So, before a week ago, I'd never been to the ocean. I knew I wanted to, but I didn't know what I was missing.
I loved everything about it, including its (very cold) temperature. I loved the sound. It is a soothing one to be sure. I can imagine myself falling to sleep listening to it. I even liked the smell, or at least didn't mind it. It doesn't smell salty. Or even so strongly of fish as I worried.
I loved walking in the sand and leaving footprints that would only last until the next high tide. I loved standing on the rocks and watching the waves smash into them and spray upward. I loved looking at the bits of shells and trash and other oddments that washed up on the tide.

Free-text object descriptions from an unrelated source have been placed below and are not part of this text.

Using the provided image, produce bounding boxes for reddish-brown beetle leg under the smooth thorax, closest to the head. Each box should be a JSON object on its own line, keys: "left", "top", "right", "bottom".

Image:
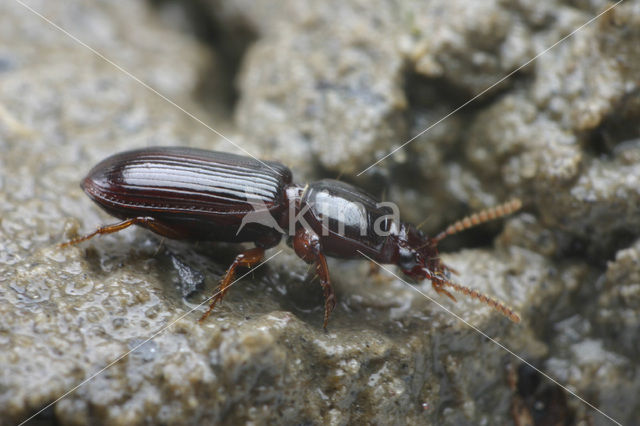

{"left": 293, "top": 228, "right": 336, "bottom": 331}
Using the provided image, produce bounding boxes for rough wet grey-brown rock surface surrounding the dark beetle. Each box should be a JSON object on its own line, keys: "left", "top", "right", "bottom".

{"left": 0, "top": 0, "right": 640, "bottom": 425}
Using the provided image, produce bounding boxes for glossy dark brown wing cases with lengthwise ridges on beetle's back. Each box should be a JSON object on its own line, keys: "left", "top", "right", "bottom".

{"left": 82, "top": 147, "right": 291, "bottom": 219}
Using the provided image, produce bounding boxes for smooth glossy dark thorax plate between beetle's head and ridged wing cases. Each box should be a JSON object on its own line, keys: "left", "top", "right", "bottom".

{"left": 301, "top": 179, "right": 397, "bottom": 258}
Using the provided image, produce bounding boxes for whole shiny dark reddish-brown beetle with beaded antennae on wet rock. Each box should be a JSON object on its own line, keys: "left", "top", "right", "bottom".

{"left": 61, "top": 147, "right": 521, "bottom": 330}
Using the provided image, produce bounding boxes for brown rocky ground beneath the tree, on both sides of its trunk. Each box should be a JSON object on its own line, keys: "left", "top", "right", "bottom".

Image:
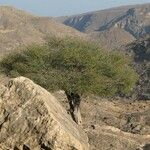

{"left": 53, "top": 91, "right": 150, "bottom": 150}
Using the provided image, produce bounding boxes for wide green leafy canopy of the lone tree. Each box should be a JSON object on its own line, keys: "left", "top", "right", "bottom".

{"left": 1, "top": 38, "right": 137, "bottom": 96}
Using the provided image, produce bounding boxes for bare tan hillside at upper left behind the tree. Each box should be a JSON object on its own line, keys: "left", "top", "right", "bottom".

{"left": 0, "top": 6, "right": 86, "bottom": 57}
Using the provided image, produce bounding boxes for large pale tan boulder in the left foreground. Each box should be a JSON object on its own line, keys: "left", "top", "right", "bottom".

{"left": 0, "top": 77, "right": 89, "bottom": 150}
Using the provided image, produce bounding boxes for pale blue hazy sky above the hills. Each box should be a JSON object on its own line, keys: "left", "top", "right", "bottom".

{"left": 0, "top": 0, "right": 150, "bottom": 16}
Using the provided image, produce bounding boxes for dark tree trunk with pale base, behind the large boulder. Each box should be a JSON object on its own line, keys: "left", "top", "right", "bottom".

{"left": 66, "top": 92, "right": 82, "bottom": 125}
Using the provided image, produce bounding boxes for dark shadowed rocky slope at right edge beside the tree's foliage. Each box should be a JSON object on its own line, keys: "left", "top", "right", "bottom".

{"left": 126, "top": 37, "right": 150, "bottom": 99}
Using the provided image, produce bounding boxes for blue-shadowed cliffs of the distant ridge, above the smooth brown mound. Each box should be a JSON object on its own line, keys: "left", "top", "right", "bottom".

{"left": 58, "top": 4, "right": 150, "bottom": 38}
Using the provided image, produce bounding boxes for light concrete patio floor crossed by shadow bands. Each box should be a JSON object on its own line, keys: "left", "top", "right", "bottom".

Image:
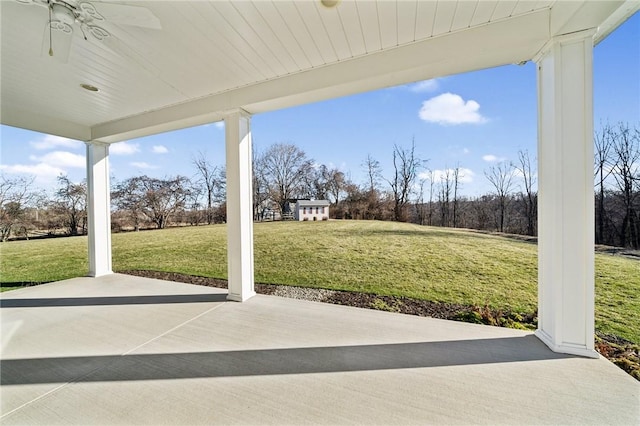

{"left": 0, "top": 274, "right": 640, "bottom": 425}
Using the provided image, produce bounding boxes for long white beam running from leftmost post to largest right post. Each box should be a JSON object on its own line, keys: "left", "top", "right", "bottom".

{"left": 91, "top": 9, "right": 550, "bottom": 142}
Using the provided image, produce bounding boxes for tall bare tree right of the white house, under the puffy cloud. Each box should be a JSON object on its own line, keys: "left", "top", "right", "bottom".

{"left": 387, "top": 141, "right": 422, "bottom": 222}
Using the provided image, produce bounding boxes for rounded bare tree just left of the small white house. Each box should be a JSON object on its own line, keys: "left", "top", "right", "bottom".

{"left": 262, "top": 144, "right": 312, "bottom": 211}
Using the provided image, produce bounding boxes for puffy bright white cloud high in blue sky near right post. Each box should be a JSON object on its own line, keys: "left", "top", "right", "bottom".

{"left": 418, "top": 93, "right": 487, "bottom": 125}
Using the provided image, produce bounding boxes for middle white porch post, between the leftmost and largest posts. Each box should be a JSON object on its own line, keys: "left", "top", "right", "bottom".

I have still not swum in the ocean, I hope to do that at some point. I think I'm afraid of it though. I'm not a terribly strong swimmer (I nearly drowned in the wave pool at Water World when I was 14), but I've spend a lot of time in pools and lakes and rivers, so I'm sure I'd do okay.
Years ago, I had a dream of the ocean. It was a pleasant one. I don't recall it in full and I certainly cannot transfer what little I remember onto this page. There was a sense of peace. And rightness. And the same feeling returned as Liam and I walked to the jetty and kissed. I could hear and smell and see the ocean. In that moment, everything was okay.